The Atlas Obscura panel on Saturday at Midsummer Scream focused on Ghost Towns of Southern California. Lead by field operator Sandi Hemmerlein, the Obscura panel presented a treasure trove of information on SoCal’s numerous abandoned places.
The panel featured Jaylyn and John Earl of “The Desert Way”, John Grasson of “Dezert Magazine”, Jim Sullivan of “Places That Were” and Xavier Drenfold, a cave explorer who preferred not to give his real name due to the nature of his exploration.
It was evident that everyone onstage was passionate and knowledgeable about Southern California’s history, giving credit to Knott’s Berry Farm’s Ghost Town, where most of the explorers were first introduced to the concept of a ghost town. But this was quickly dismissed as Hollywood movie magic, far from the reality of an actual ghost town.

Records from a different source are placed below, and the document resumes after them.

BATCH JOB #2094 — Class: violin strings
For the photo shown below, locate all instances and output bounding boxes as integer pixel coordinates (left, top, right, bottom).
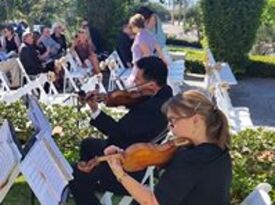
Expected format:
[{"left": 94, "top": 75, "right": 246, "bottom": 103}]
[{"left": 151, "top": 127, "right": 169, "bottom": 144}]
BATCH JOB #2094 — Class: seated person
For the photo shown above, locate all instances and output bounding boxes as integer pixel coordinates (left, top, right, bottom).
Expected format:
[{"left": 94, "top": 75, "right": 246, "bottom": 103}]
[
  {"left": 72, "top": 29, "right": 100, "bottom": 73},
  {"left": 19, "top": 32, "right": 45, "bottom": 75},
  {"left": 136, "top": 6, "right": 166, "bottom": 48},
  {"left": 70, "top": 57, "right": 172, "bottom": 205},
  {"left": 117, "top": 23, "right": 134, "bottom": 68},
  {"left": 0, "top": 38, "right": 8, "bottom": 61},
  {"left": 38, "top": 26, "right": 61, "bottom": 60},
  {"left": 2, "top": 25, "right": 20, "bottom": 54},
  {"left": 81, "top": 18, "right": 108, "bottom": 60},
  {"left": 105, "top": 90, "right": 232, "bottom": 205},
  {"left": 0, "top": 58, "right": 21, "bottom": 89},
  {"left": 51, "top": 22, "right": 67, "bottom": 56}
]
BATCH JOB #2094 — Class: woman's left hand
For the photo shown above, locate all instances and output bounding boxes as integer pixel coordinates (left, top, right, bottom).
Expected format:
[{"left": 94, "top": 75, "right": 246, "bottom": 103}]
[{"left": 104, "top": 145, "right": 124, "bottom": 178}]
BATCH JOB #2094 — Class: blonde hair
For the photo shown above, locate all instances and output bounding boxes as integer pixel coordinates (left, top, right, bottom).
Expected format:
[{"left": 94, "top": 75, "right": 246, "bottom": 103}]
[
  {"left": 162, "top": 90, "right": 231, "bottom": 148},
  {"left": 52, "top": 22, "right": 63, "bottom": 33}
]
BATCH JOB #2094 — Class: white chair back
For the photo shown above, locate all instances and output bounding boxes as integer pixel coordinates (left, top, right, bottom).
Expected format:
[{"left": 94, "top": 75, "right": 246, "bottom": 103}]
[
  {"left": 0, "top": 71, "right": 10, "bottom": 92},
  {"left": 81, "top": 73, "right": 106, "bottom": 93}
]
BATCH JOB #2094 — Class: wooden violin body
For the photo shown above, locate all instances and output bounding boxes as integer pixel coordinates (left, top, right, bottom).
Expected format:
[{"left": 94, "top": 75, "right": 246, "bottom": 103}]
[{"left": 80, "top": 139, "right": 190, "bottom": 172}]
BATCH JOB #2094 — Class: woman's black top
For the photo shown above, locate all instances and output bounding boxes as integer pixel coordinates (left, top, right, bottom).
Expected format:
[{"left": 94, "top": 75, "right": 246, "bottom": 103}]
[
  {"left": 5, "top": 36, "right": 18, "bottom": 53},
  {"left": 155, "top": 143, "right": 232, "bottom": 205}
]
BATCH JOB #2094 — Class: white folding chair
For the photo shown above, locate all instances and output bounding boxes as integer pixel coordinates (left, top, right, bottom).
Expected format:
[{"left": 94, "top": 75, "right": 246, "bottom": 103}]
[
  {"left": 105, "top": 51, "right": 131, "bottom": 91},
  {"left": 2, "top": 76, "right": 47, "bottom": 103},
  {"left": 214, "top": 84, "right": 253, "bottom": 133},
  {"left": 204, "top": 48, "right": 238, "bottom": 90},
  {"left": 168, "top": 60, "right": 185, "bottom": 95},
  {"left": 81, "top": 73, "right": 106, "bottom": 93},
  {"left": 241, "top": 183, "right": 272, "bottom": 205}
]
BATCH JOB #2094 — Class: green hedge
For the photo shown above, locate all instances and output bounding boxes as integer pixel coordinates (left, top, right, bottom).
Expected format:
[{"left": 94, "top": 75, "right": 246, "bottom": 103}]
[
  {"left": 201, "top": 0, "right": 265, "bottom": 73},
  {"left": 168, "top": 45, "right": 275, "bottom": 78},
  {"left": 231, "top": 128, "right": 275, "bottom": 205},
  {"left": 246, "top": 56, "right": 275, "bottom": 78},
  {"left": 166, "top": 38, "right": 202, "bottom": 48},
  {"left": 0, "top": 102, "right": 275, "bottom": 205}
]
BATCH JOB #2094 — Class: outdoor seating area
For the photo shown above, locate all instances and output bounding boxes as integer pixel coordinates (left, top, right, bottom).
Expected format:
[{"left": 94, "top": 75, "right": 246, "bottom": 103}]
[{"left": 0, "top": 0, "right": 275, "bottom": 205}]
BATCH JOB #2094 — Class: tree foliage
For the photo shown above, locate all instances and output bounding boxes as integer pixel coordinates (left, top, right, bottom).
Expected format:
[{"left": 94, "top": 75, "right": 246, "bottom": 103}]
[
  {"left": 262, "top": 0, "right": 275, "bottom": 26},
  {"left": 201, "top": 0, "right": 264, "bottom": 72},
  {"left": 0, "top": 0, "right": 75, "bottom": 25}
]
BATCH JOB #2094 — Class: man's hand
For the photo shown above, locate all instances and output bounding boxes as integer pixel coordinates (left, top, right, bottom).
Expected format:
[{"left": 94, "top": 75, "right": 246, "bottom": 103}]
[
  {"left": 86, "top": 91, "right": 98, "bottom": 112},
  {"left": 104, "top": 145, "right": 124, "bottom": 178},
  {"left": 77, "top": 158, "right": 99, "bottom": 173}
]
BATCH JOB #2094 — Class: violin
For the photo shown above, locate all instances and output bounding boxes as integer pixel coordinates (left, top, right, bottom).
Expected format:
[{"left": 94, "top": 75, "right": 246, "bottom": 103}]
[
  {"left": 78, "top": 81, "right": 154, "bottom": 107},
  {"left": 79, "top": 138, "right": 191, "bottom": 172}
]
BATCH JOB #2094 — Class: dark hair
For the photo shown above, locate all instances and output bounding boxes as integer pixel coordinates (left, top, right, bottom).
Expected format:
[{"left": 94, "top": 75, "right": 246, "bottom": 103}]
[
  {"left": 136, "top": 6, "right": 154, "bottom": 20},
  {"left": 40, "top": 26, "right": 48, "bottom": 34},
  {"left": 5, "top": 25, "right": 14, "bottom": 34},
  {"left": 32, "top": 31, "right": 41, "bottom": 43},
  {"left": 129, "top": 14, "right": 145, "bottom": 28},
  {"left": 162, "top": 90, "right": 231, "bottom": 149},
  {"left": 136, "top": 56, "right": 168, "bottom": 86}
]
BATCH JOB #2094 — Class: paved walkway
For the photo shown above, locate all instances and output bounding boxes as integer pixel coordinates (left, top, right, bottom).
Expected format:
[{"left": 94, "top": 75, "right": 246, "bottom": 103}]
[{"left": 183, "top": 74, "right": 275, "bottom": 128}]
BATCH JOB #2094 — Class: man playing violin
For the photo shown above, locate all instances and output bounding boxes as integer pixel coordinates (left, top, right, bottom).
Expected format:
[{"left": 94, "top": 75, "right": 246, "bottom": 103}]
[
  {"left": 104, "top": 90, "right": 232, "bottom": 205},
  {"left": 70, "top": 56, "right": 172, "bottom": 205}
]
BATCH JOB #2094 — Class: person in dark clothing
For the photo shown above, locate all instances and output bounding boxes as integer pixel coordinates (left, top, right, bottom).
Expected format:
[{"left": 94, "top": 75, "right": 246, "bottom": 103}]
[
  {"left": 19, "top": 32, "right": 44, "bottom": 75},
  {"left": 51, "top": 23, "right": 67, "bottom": 56},
  {"left": 117, "top": 23, "right": 134, "bottom": 68},
  {"left": 81, "top": 18, "right": 108, "bottom": 60},
  {"left": 3, "top": 25, "right": 20, "bottom": 53},
  {"left": 104, "top": 90, "right": 232, "bottom": 205},
  {"left": 70, "top": 57, "right": 172, "bottom": 205}
]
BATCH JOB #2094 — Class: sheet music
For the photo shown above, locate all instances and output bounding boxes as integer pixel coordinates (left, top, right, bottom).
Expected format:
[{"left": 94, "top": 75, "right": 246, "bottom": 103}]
[
  {"left": 20, "top": 138, "right": 72, "bottom": 205},
  {"left": 0, "top": 121, "right": 22, "bottom": 202}
]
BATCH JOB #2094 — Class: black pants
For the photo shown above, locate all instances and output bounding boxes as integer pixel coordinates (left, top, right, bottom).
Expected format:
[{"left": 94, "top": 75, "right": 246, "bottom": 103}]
[{"left": 69, "top": 138, "right": 144, "bottom": 205}]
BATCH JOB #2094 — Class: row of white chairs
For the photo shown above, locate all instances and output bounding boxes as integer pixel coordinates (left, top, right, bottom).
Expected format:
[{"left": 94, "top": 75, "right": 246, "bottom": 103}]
[{"left": 205, "top": 49, "right": 253, "bottom": 133}]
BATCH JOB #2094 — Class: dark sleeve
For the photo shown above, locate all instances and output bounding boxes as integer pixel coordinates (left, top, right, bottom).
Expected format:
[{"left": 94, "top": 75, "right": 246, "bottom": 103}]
[
  {"left": 63, "top": 35, "right": 67, "bottom": 52},
  {"left": 154, "top": 166, "right": 199, "bottom": 205},
  {"left": 90, "top": 111, "right": 123, "bottom": 137},
  {"left": 117, "top": 34, "right": 132, "bottom": 67}
]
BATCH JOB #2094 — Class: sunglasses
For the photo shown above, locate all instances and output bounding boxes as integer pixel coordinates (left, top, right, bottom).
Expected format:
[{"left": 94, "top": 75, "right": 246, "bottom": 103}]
[{"left": 168, "top": 115, "right": 193, "bottom": 128}]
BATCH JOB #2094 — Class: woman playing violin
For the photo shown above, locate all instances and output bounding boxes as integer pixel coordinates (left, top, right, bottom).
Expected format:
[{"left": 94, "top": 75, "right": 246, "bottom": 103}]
[
  {"left": 104, "top": 90, "right": 232, "bottom": 205},
  {"left": 70, "top": 56, "right": 172, "bottom": 205}
]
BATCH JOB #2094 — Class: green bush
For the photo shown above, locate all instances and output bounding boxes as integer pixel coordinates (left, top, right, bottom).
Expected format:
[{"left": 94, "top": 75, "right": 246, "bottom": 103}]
[
  {"left": 0, "top": 102, "right": 275, "bottom": 205},
  {"left": 201, "top": 0, "right": 265, "bottom": 73},
  {"left": 168, "top": 45, "right": 205, "bottom": 74},
  {"left": 246, "top": 55, "right": 275, "bottom": 78},
  {"left": 166, "top": 38, "right": 202, "bottom": 48},
  {"left": 168, "top": 45, "right": 275, "bottom": 78}
]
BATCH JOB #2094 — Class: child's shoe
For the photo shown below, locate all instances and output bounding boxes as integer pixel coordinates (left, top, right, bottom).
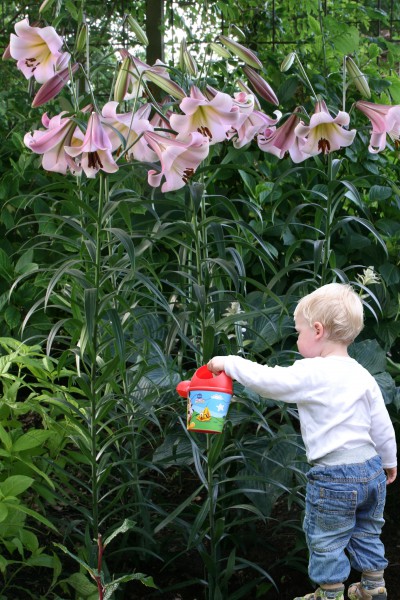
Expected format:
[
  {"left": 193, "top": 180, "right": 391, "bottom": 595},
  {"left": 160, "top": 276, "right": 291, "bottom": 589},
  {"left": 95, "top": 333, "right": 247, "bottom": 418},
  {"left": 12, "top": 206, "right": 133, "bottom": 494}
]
[
  {"left": 294, "top": 586, "right": 346, "bottom": 600},
  {"left": 347, "top": 583, "right": 387, "bottom": 600}
]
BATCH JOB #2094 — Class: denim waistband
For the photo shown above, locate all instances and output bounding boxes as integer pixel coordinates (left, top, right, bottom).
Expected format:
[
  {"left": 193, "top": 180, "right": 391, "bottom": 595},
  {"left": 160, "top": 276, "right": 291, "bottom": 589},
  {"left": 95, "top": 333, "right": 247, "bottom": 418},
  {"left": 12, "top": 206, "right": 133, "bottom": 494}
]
[{"left": 311, "top": 444, "right": 377, "bottom": 467}]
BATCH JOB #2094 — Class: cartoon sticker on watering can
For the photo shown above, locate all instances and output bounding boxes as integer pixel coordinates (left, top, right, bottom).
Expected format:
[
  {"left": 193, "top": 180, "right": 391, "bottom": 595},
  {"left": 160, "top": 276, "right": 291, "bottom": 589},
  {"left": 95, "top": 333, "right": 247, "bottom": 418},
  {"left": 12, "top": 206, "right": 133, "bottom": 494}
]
[{"left": 176, "top": 366, "right": 233, "bottom": 433}]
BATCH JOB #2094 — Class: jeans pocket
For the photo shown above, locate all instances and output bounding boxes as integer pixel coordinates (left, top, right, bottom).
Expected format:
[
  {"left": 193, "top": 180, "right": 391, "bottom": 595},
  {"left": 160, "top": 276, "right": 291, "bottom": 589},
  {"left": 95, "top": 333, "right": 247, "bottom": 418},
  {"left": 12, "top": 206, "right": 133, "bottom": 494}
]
[
  {"left": 316, "top": 486, "right": 357, "bottom": 532},
  {"left": 372, "top": 477, "right": 386, "bottom": 519}
]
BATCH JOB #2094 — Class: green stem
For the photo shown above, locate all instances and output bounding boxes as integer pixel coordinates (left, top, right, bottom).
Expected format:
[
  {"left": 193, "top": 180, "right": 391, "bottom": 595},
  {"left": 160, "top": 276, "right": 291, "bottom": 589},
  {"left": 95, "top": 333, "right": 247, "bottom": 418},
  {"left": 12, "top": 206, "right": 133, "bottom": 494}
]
[
  {"left": 295, "top": 52, "right": 318, "bottom": 101},
  {"left": 90, "top": 174, "right": 106, "bottom": 539},
  {"left": 321, "top": 154, "right": 333, "bottom": 285},
  {"left": 207, "top": 435, "right": 218, "bottom": 600},
  {"left": 318, "top": 0, "right": 328, "bottom": 75}
]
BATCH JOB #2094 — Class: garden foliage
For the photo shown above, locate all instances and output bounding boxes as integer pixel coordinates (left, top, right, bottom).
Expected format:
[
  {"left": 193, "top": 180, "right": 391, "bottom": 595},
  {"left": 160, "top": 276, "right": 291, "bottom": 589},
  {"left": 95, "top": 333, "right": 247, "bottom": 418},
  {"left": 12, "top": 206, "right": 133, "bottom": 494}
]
[{"left": 0, "top": 1, "right": 400, "bottom": 600}]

“To me a ghost town means ‘abandonment’,” explained Sullivan. “For people to leave a place that they love. There’s a sadness to it. They showcase the changing climate of a country.” Sullivan pointed to more modern American ghost towns, such as sections of Detroit, Cleveland and Gary, Indiana; Rust Belt cities that thrived in the mid-century but as soon as their fortunes declined their populations did as well.
For Southern California, ghost towns trace the history of the region. During the American expansion west, towns were built to accommodate travelers seeking their fortunes. The advent of cars, and then later, the interstate highway, left many of these places behind.
California’s gold rush, along with mining for other precious metals, created several boom towns. “In the 1950’s, when regulations came in the mines became abandoned,” explained Drenfold. “To keep people away from these mines they were taken off of the maps. If I want to find these places I need to seek out maps from the 1940’s. My goal is to find all of the mines near where I live. So far I know of 50 – 60 mines within ten miles of Glendale.”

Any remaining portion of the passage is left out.